Prior to joining Digital Diagnostics, John held a variety of executive roles at Epic Systems. During his 12-year career with Epic, he led cross-functional teams in a variety of product, customer success, and business development roles with a focus on growth. He continues to be passionate about the application of artificial intelligence and computer vision in healthcare. 

Digital Diagnostics: As an AI healthcare company leader, it seems like a great place to start would be to ask you exactly how artificial intelligence, or AI, is expected to impact healthcare.  

John Bertrand:  AI’s potential impact on healthcare stems from the recent advancements in data digitization and standardization. Look at the way electronic medical records (EMR) have progressed in the last 15 years. We went from data being very disparate, often recorded in multiple systems or on paper, to a much more centralized, curated, and managed pool of data. 

What excites me about Digital Diagnostics, and why I decided this is the place I absolutely had to be, is that we’re in this moment of time that’s starting to open up where the data has been aggregated and standardized. Additionally, AI science and understanding are finally hitting a point of maturation, where you can see the two intersecting and stripping a ton of costs out of the system. This, in turn, is expanding access for patients by offering specialized care in a more equitable and fair manner.  

For me, I look at the state of AI as if we’re in inning two of a baseball game. We finally have the data, AI has been largely demystified, and we are starting to see early applications gaining real traction in terms of use and utilization within the healthcare system. At the same time, however, there is still quite a bit of innovative work left for us to do.  

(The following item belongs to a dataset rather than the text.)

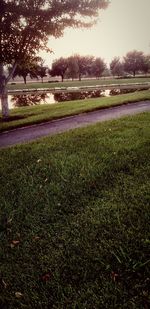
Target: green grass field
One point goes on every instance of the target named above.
(74, 219)
(23, 116)
(76, 83)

Digital Diagnostics: LumineticsCore™, Digital Diagnostics’ flagship product, is designed to seamlessly integrate into clinical workflow. Can you share some examples of AI applications in clinical workflows that you have observed throughout your career, and how have these applications evolved over the years? 

John Bertrand: As I mentioned, we’re starting to see the first phase of AI applications integrating into clinical workflow and having a real impact. When I made a career shift post-EMR phase, I worked for early-stage investors. I remember looking at different things in labs and research institutions around the world and acknowledging how incredible the technology was, but at the same time realizing it would be quite some time before it was used and adopted.  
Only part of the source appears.